Christopher Steadman resides and works in Berlin, London and New York. He works in a range of genres including video, sound, photography, text and installation.
His multiple-channel synchronized video pieces have been exhibited widely, including venues throughout Europe, America and the Russian Federation. Upcoming in 2013, Steadman's work will be exhibited at INDEX, U.K. and later this year in Taiwan. In 2013 he participated in the International Video Art Exhibition at Moscow Museum of Modern Art; his work was shown during the Transartfest Art Biennial in Berlin; and various screenings included festivals in Miden, Greece; Kyoto, Japan; and Kiev, Ukraine. In 2012, exhibitions featuring his work included: the Digital Media Arts Forum at St. Petersburg Center of Film and Television; the Pro&Contra International Symposium of Media Culture, Krasnoyarsk (with support from the Mikhail Prokhorov Foundation); the National Centre for Contemporary Art in Kirov (funded by the Ministry of Culture of the Russian Federation); the Vyatka Art Museum of V.M. and A.M. Vasnetsov; a Video Art exhibition at the Moscow Museum of Modern Art for which he received the Jurors' Award; and Seattle's Center on Contemporary Art's Annual Show curated by Gary Hill. Also in 2012, he took part in XIII Media Forum 34th Moscow International Film Festival, the Berliner Liste art fair and two gallery shows in NYC. Steadman has received numerous awards and grants, including a British Academy Arts and Humanities Research Bursary and funding from the Austrian Federal Chancellery, as well as fellowships from many international artists' residencies, including The MacDowell Colony, Yaddo and Chateau La Napoule.

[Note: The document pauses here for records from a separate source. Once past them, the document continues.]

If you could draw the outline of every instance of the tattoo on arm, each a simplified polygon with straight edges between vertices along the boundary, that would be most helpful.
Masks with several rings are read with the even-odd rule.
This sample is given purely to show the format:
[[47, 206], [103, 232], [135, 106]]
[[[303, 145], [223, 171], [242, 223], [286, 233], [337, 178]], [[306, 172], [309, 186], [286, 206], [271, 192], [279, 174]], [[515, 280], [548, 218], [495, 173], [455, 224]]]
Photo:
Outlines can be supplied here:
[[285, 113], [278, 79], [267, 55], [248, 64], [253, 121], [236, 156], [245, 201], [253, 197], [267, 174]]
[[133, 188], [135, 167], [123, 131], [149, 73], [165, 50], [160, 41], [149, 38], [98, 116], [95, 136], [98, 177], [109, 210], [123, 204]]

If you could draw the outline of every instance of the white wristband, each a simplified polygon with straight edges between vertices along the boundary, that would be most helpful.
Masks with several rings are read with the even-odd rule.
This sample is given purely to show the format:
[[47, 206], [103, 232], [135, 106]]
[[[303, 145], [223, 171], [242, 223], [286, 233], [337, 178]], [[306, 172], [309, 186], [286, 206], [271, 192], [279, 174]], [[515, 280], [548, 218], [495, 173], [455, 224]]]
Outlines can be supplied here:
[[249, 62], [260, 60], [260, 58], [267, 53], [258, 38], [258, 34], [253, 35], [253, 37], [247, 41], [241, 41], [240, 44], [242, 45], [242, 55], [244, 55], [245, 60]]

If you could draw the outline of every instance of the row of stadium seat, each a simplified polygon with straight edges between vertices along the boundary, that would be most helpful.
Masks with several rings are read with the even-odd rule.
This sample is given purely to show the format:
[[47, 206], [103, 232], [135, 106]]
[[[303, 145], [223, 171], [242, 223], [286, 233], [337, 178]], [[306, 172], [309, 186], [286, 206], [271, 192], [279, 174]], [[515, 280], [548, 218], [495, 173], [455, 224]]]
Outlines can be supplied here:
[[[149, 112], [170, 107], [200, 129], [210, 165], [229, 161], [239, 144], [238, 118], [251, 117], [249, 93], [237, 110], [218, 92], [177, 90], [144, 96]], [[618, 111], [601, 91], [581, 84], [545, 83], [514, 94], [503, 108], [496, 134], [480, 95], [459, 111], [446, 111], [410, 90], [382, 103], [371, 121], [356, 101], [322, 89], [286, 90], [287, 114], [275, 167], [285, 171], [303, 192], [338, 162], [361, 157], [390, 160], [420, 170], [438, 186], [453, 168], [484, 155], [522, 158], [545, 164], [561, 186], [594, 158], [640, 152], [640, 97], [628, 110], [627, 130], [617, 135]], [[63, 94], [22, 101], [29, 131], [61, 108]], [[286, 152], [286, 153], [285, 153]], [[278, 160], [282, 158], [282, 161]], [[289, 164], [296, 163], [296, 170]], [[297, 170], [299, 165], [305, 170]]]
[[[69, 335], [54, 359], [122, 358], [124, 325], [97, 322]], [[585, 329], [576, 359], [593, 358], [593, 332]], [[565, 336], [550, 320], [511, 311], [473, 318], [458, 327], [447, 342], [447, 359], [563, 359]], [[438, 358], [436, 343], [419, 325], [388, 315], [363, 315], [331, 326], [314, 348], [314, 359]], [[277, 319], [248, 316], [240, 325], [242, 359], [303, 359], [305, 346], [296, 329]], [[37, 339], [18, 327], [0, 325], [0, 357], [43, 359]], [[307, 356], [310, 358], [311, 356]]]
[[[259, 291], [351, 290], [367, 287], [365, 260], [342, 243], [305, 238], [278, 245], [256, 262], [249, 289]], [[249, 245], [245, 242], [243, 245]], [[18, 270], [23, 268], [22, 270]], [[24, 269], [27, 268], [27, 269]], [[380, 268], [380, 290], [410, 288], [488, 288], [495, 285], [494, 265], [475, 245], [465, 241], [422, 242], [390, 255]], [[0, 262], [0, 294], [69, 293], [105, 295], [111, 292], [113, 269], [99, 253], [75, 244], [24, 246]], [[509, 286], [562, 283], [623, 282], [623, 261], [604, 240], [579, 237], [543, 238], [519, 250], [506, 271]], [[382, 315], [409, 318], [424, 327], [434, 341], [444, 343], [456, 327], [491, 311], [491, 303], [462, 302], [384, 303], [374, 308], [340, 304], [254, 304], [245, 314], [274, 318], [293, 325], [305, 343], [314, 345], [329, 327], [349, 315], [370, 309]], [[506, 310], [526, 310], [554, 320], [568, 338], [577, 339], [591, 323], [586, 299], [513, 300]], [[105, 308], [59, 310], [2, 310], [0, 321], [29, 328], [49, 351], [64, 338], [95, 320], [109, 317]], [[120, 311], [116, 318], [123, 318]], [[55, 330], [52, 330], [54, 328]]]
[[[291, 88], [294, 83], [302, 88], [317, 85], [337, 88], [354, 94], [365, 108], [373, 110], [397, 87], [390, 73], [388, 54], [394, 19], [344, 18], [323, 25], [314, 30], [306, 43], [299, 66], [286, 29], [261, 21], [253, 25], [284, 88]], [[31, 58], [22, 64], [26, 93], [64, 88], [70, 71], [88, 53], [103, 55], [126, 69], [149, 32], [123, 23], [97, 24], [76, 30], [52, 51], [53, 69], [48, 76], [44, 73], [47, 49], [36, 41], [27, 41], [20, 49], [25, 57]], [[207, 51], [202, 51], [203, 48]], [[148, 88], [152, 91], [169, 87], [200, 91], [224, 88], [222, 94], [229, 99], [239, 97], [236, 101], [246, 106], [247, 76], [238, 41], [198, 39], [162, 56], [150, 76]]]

There has been a significant shift in emphasis and power from Christopher Steadman's earlier pieces to his later projects in development, moving from fixed-point performances to saturated multiple presences and entry points. Steadman’s interest in narrative, memory and abstraction lends his work an ability to cross art mediums and transcend categorisation beyond the digital mediums he usually employs. Viewers are able to enter and observe the work in a configured space, while the content instead is often an abstract, fractured, fragmented series of experiences, offered through which the viewer must make meaning.
Recently Steadman’s subject matter is focused on the centrality of memory, and the articulation of memory as a mutating system functioning within a set of larger cultural and environmental systems. The exploration of subjects claims for solitude and social belonging are themes Steadman expresses across a range of practices, including photographic and video installations, and present in works that are structurally concerned with time, space, and duration.
For it is within the context of these elements that the psyche of the solitary individual must make sense of both their own and other’s existence. Steadman’s interest in the notion of chance and metamorphoses brought about by the weight of memory, allows the artist to communicate a tension between the ephemeral fluidity of the moving images and the physicality of the monitors, heightening a sense of weight by the fixed configuration of the installation.